Re: Question about baseline textual parser performance (wrt binary ones) from Tatu Saloranta on 2006-10-13 (public-exi@w3.org from October 2006)

From: Tatu Saloranta <tsaloranta@gmail.com>
Date: Fri, 13 Oct 2006 11:02:37 -0700
To: public-exi@w3.org
Message-ID: <5f7770580610131102v62772617n692274afd507d803@mail.gmail.com>

On 10/13/06, Vogelheim, Daniel <daniel.vogelheim@siemens.com> wrote:
> Hello Tatu,
>
> Many thanks for taking an interest in the work of the EXI working group.

Thank you for working on the EXI publication! Measuring performance
takes lots of work, but is essential for rational decisions on
choosing right components.

...
> Our measurements include both the JAXP parser (i.e. the standard JDK
> parser, whatever that happens to be) and an optimized parser. The

Ok. So that would be Xerces (2.7.x for JDK 5). This is good, and what
I was looking for.

...
> respective best of breed. A slightly different way of putting it is: A
> performance oriented developer would almost certainly use an optimized
> implementation before considering a change in the underlying format. Our

Makes sense -- and I think it is a very important question to answer;
not having reliable data has already caused some confusion regarding
specific value of proposed binary xml implementations.

...
> The actual performance differential varies greatly between test
> documents and use cases.

Definitely, I understand this. In general, I have paid closest
attention to median (for the particular set of docs I have used,
amounting to about 60), as well as correlation to size. But latter is
more relevant wrt. implementations -- some have significantly higher
per-document overhead than others.

...
> When browsing over the individual test cases I regularly see a factor of
> 1.5x, and there are a number of test cases where we see a factor of 2x.
> (Over real world test data, representing various use cases.)

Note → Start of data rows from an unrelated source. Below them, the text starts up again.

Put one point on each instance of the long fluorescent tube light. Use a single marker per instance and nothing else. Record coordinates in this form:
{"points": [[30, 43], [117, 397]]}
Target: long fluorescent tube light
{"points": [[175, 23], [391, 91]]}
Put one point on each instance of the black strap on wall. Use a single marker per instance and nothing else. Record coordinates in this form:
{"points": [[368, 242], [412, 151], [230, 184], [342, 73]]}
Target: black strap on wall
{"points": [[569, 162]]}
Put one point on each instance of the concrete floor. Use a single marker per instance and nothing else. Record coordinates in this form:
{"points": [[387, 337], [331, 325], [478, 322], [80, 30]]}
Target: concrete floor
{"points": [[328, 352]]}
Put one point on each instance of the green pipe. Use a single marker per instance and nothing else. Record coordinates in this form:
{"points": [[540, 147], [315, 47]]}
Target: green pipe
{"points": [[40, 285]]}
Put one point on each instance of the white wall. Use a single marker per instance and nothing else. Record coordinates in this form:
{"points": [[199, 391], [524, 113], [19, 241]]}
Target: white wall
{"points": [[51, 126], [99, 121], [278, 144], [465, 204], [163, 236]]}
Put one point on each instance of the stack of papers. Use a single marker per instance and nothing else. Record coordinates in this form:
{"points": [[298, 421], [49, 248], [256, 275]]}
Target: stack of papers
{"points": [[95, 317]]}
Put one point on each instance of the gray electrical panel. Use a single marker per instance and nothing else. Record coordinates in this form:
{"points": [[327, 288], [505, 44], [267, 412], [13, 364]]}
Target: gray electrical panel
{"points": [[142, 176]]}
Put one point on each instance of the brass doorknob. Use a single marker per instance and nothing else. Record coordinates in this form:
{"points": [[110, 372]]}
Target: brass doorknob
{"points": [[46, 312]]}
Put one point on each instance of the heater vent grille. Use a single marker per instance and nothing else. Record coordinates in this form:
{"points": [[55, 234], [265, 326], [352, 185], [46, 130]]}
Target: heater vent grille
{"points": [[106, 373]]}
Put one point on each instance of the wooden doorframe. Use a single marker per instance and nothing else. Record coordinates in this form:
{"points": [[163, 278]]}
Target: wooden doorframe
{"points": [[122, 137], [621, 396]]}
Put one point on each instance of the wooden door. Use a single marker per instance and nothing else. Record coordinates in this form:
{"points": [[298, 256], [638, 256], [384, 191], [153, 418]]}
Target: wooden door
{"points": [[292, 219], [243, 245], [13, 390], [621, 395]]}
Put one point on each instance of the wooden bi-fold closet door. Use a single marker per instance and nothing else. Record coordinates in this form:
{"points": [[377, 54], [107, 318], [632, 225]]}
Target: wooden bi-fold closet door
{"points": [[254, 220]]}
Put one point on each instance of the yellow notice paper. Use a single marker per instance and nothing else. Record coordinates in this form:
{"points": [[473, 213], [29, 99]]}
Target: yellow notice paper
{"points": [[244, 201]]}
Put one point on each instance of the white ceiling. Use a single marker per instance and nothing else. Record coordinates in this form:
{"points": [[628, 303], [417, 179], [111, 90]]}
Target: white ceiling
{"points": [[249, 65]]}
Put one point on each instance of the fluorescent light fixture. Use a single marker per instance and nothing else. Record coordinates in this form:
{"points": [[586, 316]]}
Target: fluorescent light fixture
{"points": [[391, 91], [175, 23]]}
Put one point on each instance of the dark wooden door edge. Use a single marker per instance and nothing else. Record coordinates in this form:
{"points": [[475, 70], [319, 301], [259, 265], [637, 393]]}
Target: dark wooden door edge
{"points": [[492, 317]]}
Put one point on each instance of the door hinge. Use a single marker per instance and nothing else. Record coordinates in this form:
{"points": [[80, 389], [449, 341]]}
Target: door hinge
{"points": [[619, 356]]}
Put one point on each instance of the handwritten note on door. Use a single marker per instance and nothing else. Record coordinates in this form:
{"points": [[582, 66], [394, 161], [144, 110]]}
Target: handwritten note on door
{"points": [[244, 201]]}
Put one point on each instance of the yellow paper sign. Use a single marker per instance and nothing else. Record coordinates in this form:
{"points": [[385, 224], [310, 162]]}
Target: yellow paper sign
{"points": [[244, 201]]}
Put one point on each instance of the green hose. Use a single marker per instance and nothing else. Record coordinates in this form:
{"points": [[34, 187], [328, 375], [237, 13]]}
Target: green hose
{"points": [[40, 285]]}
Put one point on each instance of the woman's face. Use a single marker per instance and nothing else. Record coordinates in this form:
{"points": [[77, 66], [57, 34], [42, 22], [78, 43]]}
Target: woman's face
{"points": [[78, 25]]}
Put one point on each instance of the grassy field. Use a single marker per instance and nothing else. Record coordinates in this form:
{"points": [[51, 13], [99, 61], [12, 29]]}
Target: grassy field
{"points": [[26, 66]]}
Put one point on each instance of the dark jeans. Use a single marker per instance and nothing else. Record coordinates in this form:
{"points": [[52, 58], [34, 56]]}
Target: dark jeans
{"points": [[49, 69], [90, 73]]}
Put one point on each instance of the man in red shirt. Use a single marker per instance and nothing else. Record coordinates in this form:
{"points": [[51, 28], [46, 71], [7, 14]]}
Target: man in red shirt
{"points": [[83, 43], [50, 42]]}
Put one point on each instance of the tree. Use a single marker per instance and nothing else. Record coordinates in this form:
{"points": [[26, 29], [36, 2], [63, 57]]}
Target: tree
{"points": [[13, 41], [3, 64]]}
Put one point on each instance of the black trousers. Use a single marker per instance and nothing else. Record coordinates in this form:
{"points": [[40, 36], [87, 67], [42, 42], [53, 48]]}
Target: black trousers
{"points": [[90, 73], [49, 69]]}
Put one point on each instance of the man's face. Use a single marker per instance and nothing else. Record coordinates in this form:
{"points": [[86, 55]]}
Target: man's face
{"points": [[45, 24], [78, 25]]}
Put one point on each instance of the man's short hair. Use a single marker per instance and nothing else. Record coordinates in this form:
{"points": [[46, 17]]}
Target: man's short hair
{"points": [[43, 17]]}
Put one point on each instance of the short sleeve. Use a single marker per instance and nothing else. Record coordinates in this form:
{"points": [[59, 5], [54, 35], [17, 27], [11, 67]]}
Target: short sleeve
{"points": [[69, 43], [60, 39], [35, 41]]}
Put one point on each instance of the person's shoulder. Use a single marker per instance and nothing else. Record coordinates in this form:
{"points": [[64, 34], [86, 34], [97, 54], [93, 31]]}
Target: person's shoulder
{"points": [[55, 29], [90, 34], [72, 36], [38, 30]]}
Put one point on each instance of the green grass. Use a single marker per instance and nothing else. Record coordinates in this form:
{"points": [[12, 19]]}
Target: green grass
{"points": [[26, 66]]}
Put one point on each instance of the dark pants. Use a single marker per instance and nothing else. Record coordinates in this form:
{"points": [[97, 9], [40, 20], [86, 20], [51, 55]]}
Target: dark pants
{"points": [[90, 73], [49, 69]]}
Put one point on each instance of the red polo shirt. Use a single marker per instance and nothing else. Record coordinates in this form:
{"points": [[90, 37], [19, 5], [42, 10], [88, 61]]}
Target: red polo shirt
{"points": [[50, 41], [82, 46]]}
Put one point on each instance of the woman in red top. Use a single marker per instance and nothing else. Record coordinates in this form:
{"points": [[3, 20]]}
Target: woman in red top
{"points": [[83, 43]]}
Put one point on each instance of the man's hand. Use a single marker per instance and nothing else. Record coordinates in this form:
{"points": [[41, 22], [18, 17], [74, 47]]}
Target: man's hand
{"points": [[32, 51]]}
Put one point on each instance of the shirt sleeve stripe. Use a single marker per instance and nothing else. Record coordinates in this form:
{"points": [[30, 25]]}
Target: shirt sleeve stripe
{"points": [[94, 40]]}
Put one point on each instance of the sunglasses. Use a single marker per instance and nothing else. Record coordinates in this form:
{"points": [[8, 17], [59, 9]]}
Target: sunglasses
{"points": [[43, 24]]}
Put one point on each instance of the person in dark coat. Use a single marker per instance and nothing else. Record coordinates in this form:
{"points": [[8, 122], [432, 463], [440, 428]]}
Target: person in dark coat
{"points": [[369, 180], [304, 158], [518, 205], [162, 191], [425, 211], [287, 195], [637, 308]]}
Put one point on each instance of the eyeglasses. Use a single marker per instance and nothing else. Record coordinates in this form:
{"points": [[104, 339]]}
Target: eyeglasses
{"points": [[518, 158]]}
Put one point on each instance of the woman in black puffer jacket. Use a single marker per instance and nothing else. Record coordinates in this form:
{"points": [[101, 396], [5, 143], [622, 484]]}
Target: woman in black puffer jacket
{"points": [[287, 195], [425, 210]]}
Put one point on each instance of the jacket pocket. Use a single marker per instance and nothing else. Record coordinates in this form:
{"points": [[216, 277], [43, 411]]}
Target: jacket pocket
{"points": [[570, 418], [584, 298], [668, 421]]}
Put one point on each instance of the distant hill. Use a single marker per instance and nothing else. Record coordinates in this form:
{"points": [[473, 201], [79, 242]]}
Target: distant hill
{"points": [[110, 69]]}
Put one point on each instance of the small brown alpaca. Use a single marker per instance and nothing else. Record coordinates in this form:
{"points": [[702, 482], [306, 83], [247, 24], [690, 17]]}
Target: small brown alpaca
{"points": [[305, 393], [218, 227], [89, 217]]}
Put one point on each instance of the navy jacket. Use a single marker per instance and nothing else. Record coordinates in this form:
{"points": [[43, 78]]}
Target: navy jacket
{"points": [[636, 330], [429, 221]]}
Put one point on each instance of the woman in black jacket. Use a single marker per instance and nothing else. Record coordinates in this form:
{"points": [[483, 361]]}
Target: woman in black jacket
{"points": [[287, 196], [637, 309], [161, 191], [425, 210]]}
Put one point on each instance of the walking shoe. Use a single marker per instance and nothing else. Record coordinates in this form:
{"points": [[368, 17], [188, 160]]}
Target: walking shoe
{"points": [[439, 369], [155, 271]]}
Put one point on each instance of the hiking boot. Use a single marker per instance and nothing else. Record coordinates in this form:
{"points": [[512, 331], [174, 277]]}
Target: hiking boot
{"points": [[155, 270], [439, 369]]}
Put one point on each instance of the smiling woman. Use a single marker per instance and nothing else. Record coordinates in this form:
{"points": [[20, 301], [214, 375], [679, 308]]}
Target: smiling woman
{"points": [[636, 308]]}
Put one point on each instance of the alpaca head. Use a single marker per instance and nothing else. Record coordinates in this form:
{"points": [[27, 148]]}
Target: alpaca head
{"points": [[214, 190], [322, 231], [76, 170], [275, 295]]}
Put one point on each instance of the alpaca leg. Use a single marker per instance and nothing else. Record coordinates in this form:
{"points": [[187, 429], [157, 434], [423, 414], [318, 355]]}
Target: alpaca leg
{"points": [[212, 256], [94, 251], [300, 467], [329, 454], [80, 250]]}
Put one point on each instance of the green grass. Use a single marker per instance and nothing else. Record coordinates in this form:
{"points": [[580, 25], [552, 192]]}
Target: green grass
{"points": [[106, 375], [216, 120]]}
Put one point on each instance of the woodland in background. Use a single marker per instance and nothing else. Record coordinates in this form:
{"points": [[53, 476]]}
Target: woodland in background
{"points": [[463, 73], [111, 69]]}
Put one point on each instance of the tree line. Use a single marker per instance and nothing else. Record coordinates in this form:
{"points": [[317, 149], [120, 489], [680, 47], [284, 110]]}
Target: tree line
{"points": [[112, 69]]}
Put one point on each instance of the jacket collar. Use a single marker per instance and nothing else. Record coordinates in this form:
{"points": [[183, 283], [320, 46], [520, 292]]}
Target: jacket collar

Is this between default JAXP parser and the fastest textual one (from
Fujitsu) you have access to?

This would make sense, given performance characteristics I have seen.
My gut feeling is that highest achievable implementation-specific
improvement (on java platform, textual xml, medium-to-large sized,
simpleish documents [not very attribute or namespace heavy]) is
somewhere close to 2x (compared to jaxp-default baseline). I can be
wrong there, of course, just seems to go that way. ;-)

...
> I suspect we won't be incorporating additional parsers into the test
> suite at this stage, but I would hope that by including JAXP parsing we
> already meet your requirement.

Actually this does cover my needs well: I was specifically thinking of
Xerces, which happens be the default JAXP implementation. The only
caveat is that JDK tends to use somewhat outdated versions, but since
performance changes to Xerces are quite gradual, this probably does
not have huge effect.

> Tatu, I hope this helps. Please let me (and the list) know if you have
> additional questions.

It does answer my question. Thank you again for taking your time to
explain the approach,

-+ Tatu +-

Received on Friday, 13 October 2006 18:02:49 UTC